If you head over to the download section for my package treat-sim on PyPI you can see that two files are available to download. The first is a tarball (a compressed file .tar/gz) and the second has a unusual extension .whl. These are package source and wheel distributions that are used by pip during the installation. Wheels are an advanced topic and it took me a while to get my head around what a wheel distribution actually is and why it is useful! A nice phrase I came across is that ‘wheels make things go faster

  • A source is just what you think it is. It is your source code!

  • A wheel (.whl) is a ready-to-install python package i.e. no build stage is required. This is very useful for example if you have written custom C or Rust extensions for python. The wheel contains your extensions compiled and hence skips the build step. Wheel’s therefore make installation more efficient. They are important for complex data science packages such as numpy that would be complex and time consuming to build from source.

You can create universal wheel’s i.e. applicable to both python 2 and 3 or pure python wheels i.e. applicable to only python 3 or python 2, but not both.

You might have noticed that when we installed analysis_package via pip install -e . we didn’t need to build these files.

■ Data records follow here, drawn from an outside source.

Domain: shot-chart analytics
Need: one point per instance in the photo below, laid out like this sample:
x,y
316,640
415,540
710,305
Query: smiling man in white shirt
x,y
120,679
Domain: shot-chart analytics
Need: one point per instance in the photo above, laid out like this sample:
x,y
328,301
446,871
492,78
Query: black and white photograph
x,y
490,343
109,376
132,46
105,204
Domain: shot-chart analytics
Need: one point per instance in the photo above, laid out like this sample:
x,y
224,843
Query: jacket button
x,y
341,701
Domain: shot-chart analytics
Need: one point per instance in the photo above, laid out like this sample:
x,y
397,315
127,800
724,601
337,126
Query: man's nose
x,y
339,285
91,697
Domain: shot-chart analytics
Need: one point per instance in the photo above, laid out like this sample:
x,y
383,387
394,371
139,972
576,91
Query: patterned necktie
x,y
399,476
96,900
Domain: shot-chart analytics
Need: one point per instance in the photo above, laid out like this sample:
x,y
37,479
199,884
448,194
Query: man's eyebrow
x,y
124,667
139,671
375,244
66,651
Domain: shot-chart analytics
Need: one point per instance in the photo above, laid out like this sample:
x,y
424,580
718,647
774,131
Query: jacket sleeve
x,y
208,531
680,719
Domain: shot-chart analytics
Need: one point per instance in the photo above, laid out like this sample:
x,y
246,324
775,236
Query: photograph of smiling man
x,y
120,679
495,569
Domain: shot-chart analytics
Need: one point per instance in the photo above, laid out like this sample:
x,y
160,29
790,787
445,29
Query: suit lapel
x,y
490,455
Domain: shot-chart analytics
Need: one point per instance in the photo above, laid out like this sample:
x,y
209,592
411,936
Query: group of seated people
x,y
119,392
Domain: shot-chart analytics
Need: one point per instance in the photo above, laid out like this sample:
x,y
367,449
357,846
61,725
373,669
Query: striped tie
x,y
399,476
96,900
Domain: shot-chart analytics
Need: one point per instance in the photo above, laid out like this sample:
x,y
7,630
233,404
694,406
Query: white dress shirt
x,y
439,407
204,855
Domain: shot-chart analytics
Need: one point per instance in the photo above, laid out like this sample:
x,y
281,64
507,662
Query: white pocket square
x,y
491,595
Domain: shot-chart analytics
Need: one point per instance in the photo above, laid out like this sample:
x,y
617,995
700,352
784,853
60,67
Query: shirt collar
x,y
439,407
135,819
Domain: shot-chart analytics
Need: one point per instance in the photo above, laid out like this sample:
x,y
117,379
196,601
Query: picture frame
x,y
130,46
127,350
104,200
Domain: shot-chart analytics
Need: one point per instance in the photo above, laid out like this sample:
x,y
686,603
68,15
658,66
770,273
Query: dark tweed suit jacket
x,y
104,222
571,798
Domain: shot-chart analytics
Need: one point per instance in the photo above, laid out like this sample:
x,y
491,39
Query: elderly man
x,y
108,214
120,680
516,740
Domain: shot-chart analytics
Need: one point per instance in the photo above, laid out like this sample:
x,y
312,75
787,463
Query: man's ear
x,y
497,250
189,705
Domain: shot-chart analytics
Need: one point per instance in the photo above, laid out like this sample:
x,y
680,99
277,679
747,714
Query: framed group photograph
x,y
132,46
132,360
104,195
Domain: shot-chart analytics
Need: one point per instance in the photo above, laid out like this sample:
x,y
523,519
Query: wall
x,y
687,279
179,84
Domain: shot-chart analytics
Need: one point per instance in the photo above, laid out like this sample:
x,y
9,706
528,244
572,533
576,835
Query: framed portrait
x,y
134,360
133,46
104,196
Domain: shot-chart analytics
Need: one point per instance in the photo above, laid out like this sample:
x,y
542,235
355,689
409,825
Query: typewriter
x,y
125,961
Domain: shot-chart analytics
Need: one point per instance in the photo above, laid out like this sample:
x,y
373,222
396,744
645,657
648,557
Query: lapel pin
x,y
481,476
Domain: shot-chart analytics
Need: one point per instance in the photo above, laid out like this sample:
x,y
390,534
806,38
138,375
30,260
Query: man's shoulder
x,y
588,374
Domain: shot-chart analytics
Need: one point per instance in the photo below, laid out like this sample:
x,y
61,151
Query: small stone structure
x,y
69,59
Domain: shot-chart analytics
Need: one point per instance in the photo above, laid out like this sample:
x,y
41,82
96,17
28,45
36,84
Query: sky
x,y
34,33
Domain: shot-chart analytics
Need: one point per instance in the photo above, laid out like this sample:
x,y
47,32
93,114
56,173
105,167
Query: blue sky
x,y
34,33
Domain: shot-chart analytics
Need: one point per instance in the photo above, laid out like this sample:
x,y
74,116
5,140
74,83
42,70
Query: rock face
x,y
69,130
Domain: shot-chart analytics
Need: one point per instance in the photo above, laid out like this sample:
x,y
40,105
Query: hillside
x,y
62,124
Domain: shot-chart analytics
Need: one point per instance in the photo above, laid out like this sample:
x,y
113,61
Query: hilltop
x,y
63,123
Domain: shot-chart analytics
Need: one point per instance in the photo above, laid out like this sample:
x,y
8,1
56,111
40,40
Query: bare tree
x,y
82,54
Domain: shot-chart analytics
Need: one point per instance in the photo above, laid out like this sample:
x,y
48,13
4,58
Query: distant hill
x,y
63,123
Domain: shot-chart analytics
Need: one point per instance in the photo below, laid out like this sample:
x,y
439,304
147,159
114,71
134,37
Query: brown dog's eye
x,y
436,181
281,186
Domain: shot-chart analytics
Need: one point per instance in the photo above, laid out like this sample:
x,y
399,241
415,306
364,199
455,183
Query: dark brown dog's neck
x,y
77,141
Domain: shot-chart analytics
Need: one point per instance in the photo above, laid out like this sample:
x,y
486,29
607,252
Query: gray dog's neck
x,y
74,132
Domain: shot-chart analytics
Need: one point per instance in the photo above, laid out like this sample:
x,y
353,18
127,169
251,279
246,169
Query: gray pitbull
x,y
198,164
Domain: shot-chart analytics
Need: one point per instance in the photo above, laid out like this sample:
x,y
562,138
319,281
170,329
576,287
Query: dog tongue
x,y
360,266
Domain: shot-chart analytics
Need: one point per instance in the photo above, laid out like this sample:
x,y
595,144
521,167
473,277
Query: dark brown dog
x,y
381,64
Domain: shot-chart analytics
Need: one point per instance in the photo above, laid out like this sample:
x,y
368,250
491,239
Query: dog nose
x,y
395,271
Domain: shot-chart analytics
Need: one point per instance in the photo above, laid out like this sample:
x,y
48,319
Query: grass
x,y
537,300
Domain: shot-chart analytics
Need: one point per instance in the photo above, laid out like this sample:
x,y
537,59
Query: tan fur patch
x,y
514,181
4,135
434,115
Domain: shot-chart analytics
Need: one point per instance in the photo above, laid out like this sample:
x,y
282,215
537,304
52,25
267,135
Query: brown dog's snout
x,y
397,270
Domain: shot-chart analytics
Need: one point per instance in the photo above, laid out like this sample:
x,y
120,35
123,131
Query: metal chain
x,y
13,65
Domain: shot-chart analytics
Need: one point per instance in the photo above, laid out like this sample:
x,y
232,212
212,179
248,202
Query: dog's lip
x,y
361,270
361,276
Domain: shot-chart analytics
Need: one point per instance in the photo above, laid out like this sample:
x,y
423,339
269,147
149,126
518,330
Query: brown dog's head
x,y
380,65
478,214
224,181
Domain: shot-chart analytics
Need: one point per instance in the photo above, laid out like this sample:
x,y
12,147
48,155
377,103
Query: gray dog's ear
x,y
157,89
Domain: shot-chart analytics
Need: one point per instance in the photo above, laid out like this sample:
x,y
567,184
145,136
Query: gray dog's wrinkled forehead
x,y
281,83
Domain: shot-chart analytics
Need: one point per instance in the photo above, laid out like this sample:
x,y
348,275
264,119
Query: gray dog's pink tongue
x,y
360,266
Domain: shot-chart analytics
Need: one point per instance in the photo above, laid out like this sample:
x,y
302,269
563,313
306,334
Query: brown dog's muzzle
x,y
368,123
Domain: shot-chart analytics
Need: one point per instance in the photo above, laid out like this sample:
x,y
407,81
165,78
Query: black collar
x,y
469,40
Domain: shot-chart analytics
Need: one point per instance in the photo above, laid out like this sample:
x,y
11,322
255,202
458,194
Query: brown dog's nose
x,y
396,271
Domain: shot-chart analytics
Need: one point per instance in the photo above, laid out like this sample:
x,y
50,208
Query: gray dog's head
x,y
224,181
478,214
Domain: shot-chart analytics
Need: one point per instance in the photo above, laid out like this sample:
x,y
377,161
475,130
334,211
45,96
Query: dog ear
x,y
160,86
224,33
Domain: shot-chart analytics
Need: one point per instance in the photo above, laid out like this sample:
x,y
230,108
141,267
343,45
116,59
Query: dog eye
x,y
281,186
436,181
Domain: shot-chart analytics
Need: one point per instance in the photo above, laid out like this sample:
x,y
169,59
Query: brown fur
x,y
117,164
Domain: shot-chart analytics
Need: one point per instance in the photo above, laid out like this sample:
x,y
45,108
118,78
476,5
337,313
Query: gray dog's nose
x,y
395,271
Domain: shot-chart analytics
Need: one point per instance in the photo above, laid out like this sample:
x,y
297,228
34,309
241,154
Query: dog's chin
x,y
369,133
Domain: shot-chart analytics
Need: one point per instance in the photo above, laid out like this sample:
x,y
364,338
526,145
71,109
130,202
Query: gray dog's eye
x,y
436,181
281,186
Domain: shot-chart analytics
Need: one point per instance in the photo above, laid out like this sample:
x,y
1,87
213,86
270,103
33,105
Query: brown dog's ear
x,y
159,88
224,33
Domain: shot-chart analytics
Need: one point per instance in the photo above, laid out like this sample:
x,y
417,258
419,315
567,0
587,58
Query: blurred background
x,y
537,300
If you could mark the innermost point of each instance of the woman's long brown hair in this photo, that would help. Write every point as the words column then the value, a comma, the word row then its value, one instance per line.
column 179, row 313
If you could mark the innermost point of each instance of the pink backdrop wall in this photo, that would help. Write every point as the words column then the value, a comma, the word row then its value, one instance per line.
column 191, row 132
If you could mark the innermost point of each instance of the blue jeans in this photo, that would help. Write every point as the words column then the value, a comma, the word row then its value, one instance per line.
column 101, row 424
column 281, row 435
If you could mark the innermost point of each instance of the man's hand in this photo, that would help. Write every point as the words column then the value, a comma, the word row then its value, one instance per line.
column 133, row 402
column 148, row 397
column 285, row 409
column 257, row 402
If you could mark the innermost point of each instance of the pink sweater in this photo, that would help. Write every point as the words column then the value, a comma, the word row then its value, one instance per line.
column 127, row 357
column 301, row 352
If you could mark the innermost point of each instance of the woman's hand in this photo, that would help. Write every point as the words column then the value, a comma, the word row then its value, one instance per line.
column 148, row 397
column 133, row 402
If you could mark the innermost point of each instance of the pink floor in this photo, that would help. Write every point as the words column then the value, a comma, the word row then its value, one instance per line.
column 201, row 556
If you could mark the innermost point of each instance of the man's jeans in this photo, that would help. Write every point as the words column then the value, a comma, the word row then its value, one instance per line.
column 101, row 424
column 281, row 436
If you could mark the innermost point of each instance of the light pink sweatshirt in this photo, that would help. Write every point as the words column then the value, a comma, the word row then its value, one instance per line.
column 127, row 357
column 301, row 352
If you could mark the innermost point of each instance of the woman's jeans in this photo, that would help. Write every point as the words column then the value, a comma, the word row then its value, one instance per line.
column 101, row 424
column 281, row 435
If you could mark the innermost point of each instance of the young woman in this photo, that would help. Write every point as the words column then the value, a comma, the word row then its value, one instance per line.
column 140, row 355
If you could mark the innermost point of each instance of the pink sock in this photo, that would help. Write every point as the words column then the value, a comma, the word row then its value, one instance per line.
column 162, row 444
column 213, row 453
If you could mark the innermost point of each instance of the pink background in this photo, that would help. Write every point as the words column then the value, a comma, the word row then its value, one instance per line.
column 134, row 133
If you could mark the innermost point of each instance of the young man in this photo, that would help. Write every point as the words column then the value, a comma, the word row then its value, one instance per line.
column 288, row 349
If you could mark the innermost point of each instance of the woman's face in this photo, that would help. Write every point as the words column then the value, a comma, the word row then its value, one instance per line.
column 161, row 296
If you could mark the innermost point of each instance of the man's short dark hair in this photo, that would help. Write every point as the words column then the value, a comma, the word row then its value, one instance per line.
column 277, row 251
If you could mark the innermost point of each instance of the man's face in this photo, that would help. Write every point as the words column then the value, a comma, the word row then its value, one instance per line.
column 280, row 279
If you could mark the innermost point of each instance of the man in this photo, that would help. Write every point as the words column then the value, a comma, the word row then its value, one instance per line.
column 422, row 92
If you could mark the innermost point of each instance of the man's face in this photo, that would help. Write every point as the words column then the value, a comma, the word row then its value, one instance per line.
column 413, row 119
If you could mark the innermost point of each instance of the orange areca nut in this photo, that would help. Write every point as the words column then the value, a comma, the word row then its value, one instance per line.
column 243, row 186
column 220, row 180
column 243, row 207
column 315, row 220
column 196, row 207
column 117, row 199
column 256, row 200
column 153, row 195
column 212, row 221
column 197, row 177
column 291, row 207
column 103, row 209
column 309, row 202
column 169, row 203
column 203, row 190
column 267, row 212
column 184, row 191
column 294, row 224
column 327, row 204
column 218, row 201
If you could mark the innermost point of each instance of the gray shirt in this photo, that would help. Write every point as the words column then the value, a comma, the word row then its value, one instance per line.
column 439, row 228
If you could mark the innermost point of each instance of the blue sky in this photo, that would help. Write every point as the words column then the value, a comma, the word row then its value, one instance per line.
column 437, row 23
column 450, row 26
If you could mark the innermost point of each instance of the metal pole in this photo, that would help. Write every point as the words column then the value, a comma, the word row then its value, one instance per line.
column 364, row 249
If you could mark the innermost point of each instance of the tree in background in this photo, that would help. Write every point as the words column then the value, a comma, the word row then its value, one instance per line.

However, if you look carefully at this exert from the output of that pip command you might notice that that was some hidden work building that wheel.

Building wheels for collected packages: analysis_package
  Building editable for analysis_package (pyproject.toml) ... done
  Created wheel for analysis_package: filename=analysis_package-0.1.0-py3-none-any.whl

In our case the build wasn’t time consuming as the package is simple, but if we had to do this fall all packages and their dependencies the process would become painfully slow. Hence we use tools like hatch to build the source and wheel files for us in advance of uploading to a platform like PyPI.

hatch build

This will create a new directory dist/ containing the source and wheel files.

├── dist
│   ├── analysis_package-0.1.0-py3-none-any.whl
│   └── analysis_package-0.1.0.tar.gz

When we know run a pip install locally we don’t need to build the wheel. There’s little advantage in our case, but we’ll need these files when we look at uploading to PyPI shortly.